Além disso, a rápida atualização das normas jurídicas, combinada com a morosidade na divulgação das decisões judiciais e as dificuldades em acompanhar as mudanças jurisprudenciais, gerava defasagem da informação e insegurança jurídica. A atualização dependia da aquisição constante de novas edições de livros e códigos, o que era financeiramente inviável para muitos. A organização e o armazenamento de documentos físicos também representavam um obstáculo prático, demandando espaço físico e tempo para a localização de informações.

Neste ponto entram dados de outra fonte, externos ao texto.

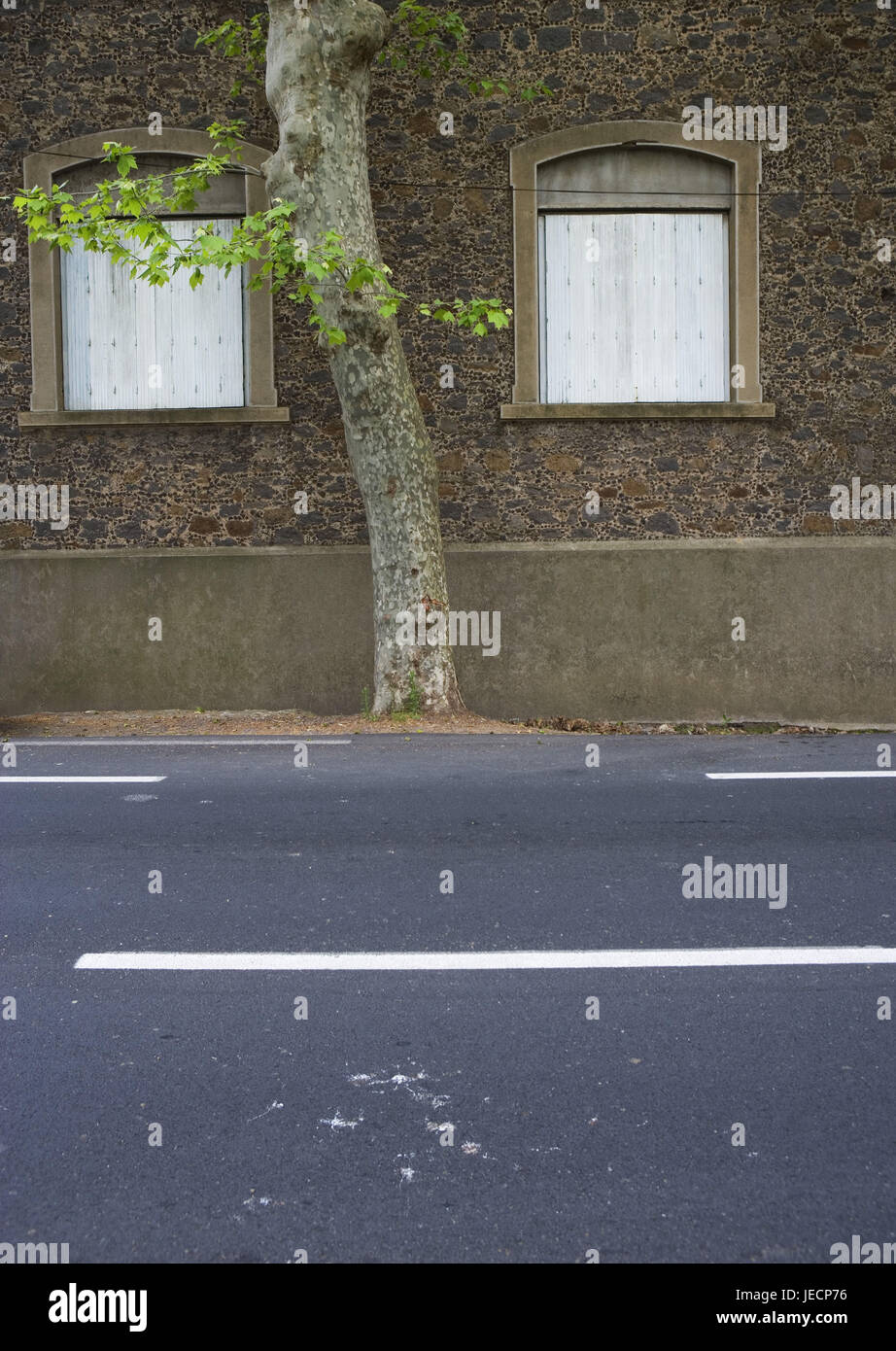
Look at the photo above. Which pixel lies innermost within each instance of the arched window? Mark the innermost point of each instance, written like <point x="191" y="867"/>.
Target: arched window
<point x="111" y="349"/>
<point x="636" y="274"/>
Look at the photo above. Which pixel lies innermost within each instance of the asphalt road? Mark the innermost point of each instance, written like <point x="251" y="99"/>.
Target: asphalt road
<point x="445" y="1115"/>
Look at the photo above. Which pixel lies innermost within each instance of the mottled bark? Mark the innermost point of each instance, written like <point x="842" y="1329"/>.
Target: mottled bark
<point x="318" y="83"/>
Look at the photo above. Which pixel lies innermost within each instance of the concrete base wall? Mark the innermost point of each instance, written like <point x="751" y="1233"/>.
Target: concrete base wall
<point x="622" y="631"/>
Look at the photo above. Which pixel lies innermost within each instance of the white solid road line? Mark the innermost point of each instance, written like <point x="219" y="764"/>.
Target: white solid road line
<point x="24" y="744"/>
<point x="82" y="779"/>
<point x="619" y="959"/>
<point x="815" y="773"/>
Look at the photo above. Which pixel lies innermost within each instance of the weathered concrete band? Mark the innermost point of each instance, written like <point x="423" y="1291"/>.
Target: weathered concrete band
<point x="622" y="631"/>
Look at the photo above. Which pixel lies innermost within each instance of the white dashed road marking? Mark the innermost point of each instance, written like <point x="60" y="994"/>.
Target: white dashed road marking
<point x="546" y="960"/>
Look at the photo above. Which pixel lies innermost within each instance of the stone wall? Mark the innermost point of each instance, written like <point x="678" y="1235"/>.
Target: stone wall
<point x="443" y="205"/>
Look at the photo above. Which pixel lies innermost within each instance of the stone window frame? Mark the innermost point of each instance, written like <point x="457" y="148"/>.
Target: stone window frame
<point x="48" y="398"/>
<point x="744" y="161"/>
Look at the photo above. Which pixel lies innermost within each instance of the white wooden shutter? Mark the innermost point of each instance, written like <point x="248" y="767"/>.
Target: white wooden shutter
<point x="128" y="345"/>
<point x="634" y="307"/>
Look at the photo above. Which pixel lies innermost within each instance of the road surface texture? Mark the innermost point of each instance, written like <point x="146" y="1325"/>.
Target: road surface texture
<point x="638" y="1109"/>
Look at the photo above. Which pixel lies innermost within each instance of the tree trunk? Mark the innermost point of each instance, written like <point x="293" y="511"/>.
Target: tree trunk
<point x="318" y="82"/>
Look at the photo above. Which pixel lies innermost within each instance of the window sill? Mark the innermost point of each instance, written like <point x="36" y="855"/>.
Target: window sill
<point x="629" y="411"/>
<point x="134" y="416"/>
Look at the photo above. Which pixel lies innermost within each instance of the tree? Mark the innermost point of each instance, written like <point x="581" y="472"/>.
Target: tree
<point x="319" y="239"/>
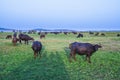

O advento da internet e a popularização dos computadores nas décadas de 1980 e 1990 prenunciaram uma nova era para a pesquisa jurídica, marcada pela automação e pela digitalização da informação. É o que vemos em artigo escrito por Borja (1996, p. 10):
“O sistema exigirá deles um maior grau de responsabilidade, pois não estarão controlados como nos centros de educação convencionais. Cada estudante será responsável pelo seu próprio aprendizado, terá todas as informações necessárias, a rede informática, o CD-ROM, a Internet e os novos softwares, constituídos em ferramentas de aprendizado, lhes abrirão horizontes inexplorados para suas tarefas educativas. O disco compacto, capaz de concentrar uma imensa quantidade de informações em forma de texto, imagem, gráficos e som, permitirá ao estudante "navegar" pelas suas informações.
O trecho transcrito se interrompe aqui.